Morin Heights. Début des années 90. Dans une maison construite par Lars, un scandinave qui utilisait beaucoup le mot « trippy », un studio de musique. Pas LE studio le Morin Heights, l’autre, l’alternatif.
Sous la neige lourde d’avril, un adolescent débarque. Il a rendez vous avec le maître des lieux, un beau pétard ténébreux, un musicien prodigieusement doué mais un homme seul sur son île. Des fois, l’homme seul donne un coup de main à de jeunes musiciens inconnus et leur produit un démo, gratis. Ça dépend du temps qu’il a, ça dépend de l’air du temps aussi. Ce n’est pas tant de la générosité qu’une dépendance au talent quel qu’il soit, d’où qu’il vienne. En se levant ce matin-là, il a dit;
- Le fils de Kate s’en vient. Ça te dérange si on travaille pendant que tu travailles?
- Non. Tu vas l’aider?
- Je sais pas. Je vais l’écouter.
Le gamin doit avoir quinze ans. Trois poils au menton. Un bonnet visiblement tricoté main, aux antipodes du « cool ». Une écharpe entortillée sur un manteau de velours violet, un visage de farfadet médiéval aussi mouvant que l’eau frémissante du lac qui dégèle.
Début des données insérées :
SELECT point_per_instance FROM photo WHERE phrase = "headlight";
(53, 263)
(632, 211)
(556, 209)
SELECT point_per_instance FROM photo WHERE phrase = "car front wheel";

- Tu veux quelque chose à boire?
- Un thé. Merci. Merci beaucoup.
Français impeccable sous le charme de son accent anglais. Voix très douce, presque une berceuse. Il a de longs gestes délicats pour boire son thé, des mains translucides, le regard qui explose et qui n’arrive pas à contenir un monde intérieur flamboyant. Sous le bonnet, ses cheveux fous disent merde à toute tentative de discipline.
Il va s’installer au Steinway. Fait craquer ses longs doigts et commence. Une voix qui ne ressemble à aucune autre, presque fausse. Presque. Un vibrato qu’il ne cherche pas à contrôler. Une sonorité si singulière qu’elle dérange presque. Presque. Une musicalité ouvertement opératique dont le solo serait chanté par Judy Garland et qui échappe presque à son héritage folk. Presque.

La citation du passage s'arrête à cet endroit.